CPTAC data

About CPTAC

The National Cancer Institute’s Clinical Proteomic Tumor Analysis Consortium (CPTAC) is a national effort to accelerate the understanding of the molecular basis of cancer through the application of large-scale proteome and genome analysis, or proteogenomics. Launched in 2011, CPTAC pioneered the integrated proteogenomic analysis of colorectal, breast and ovarian cancer to reveal new insights into these cancer types, such as identification of proteomic-centric subtypes, prioritization of driver mutations by correlative analysis of copy number alterations and protein abundance, and understanding cancer-relevant pathways through posttranslational modifications. 1

CPTAC Objectives

The overall objective of CPTAC is to systematically identify proteins that derive from alterations in cancer genomes and related biological processes, in order to understand the molecular basis of cancer that is not fully elucidated or not possible through genomics and to accelerate the translation of molecular findings into the clinic.  This is to be achieved through enhancing our understanding of cancer genome biology by adding a complementary functional layer of protein biology (a “proteogenome” approach) that refines/prioritizes driver genes, enhances understanding of pathogenesis through proteomic subtyping, illuminates dynamic alterations in posttranslational modifications responsible for the dysregulation of cancer signaling networks and pathways, and improves understanding of drug response and resistance to therapies. 2

The CPTAC analyzes cancer biospecimens from genomics initiatives such as The Cancer Genome Atlas (TCGA) by mass spectrometry to characterize and quantify their constituent proteins or “proteome”. Mass spectrometry enables the highly specific identification of proteins and proteoforms, accurate relative quantitation of protein abundance in contrasting biospecimens, and the localization of post-translational protein modifications (such as phosphorylation) on a protein’s sequence. 

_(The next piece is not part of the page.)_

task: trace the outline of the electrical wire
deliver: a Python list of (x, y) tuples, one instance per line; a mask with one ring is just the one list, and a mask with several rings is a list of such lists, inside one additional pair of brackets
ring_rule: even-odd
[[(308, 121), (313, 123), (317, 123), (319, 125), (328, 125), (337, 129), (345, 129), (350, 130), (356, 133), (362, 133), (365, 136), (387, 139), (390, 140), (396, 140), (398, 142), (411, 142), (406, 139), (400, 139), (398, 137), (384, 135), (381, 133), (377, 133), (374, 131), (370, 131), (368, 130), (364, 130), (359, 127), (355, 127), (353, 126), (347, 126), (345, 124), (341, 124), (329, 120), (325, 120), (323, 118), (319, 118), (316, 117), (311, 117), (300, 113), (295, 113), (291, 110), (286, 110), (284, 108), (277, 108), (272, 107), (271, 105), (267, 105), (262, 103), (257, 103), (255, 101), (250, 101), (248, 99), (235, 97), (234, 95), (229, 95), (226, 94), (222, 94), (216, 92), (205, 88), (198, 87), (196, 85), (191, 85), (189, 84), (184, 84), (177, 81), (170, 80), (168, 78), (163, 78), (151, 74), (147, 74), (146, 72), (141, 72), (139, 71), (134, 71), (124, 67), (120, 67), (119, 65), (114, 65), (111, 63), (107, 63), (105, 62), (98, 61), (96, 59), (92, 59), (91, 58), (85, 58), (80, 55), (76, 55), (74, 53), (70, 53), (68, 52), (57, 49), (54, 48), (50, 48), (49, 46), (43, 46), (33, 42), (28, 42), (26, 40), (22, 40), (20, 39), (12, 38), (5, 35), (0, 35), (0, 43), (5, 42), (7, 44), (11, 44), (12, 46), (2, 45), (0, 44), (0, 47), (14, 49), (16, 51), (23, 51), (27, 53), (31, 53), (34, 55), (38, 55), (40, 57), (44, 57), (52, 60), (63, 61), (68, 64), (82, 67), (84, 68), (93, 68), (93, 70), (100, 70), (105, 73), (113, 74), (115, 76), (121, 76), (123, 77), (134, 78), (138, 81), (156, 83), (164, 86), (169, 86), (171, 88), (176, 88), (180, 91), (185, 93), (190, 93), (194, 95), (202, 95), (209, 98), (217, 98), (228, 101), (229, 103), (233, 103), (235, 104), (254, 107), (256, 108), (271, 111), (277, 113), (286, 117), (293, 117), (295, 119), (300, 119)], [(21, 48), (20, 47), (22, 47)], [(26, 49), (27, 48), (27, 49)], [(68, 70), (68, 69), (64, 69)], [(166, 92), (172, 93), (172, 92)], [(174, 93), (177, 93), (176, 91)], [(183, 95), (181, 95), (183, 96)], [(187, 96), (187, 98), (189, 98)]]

Sets of data from different phases of the CPTAC initiative are currently available via the Data Browser on the CGC. Those are:

Apart from the Data Browser on the CGC, the aforementioned data is also available on the CPTAC Data Portal and the PDC.

CPTAC Data

The data labelled as CPTAC in the Data Browser originates from phase 2 of the CPTAC initiative (CPTAC-2) and can also be searched at its primary location, which is PDC, under CPTAC2 Retrospective. The mass spectrometry (MS) data in this dataset was imported to the CGC in 2017 and consists of four TCGA cancer types (Ovarian serous cystadenocarcinoma, Breast invasive carcinoma, Colon adenocarcinoma, Rectum adenocarcinoma) that are included in the CPTAC public project.

Learn more about the metadata associated with CPTAC data on the CGC.

CPTAC-3 Data

Data from the CPTAC-3 project is available on the CGC for search and filtering in the Data Browser. This set contains WGS, WXS, and RNA-Seq data that is either open or controlled (access to it requires approval from dbGaP). The data has been collected within the CPTAC (Clinical Proteomic Tumor Analysis Consortium) program, in the third phase labelled as CPTAC-3. The program was focused on collection of proteomics data for patients with a particular cancer type, but the data collection was also expanded to genomic data, particularly for Lung adenocarcinoma, Clear cell renal cell carcinoma and Uterine corpus endometrial carcinoma. The primary source for the genomic data is at the GDC, while the proteomic part of the CPTAC-3 project is hosted on the CPTAC Data Portal, under CPTAC3 and on the PDC as CPTAC3 Discovery.

Learn more about the metadata associated with CPTAC-3 data on the CGC.

Access CPTAC and CPTAC-3 Data

Access CPTAC and CPTAC-3 files via the Data Browser. CPTAC data (excluding CPTAC-3) can also be accessed through the CPTAC dataset public project.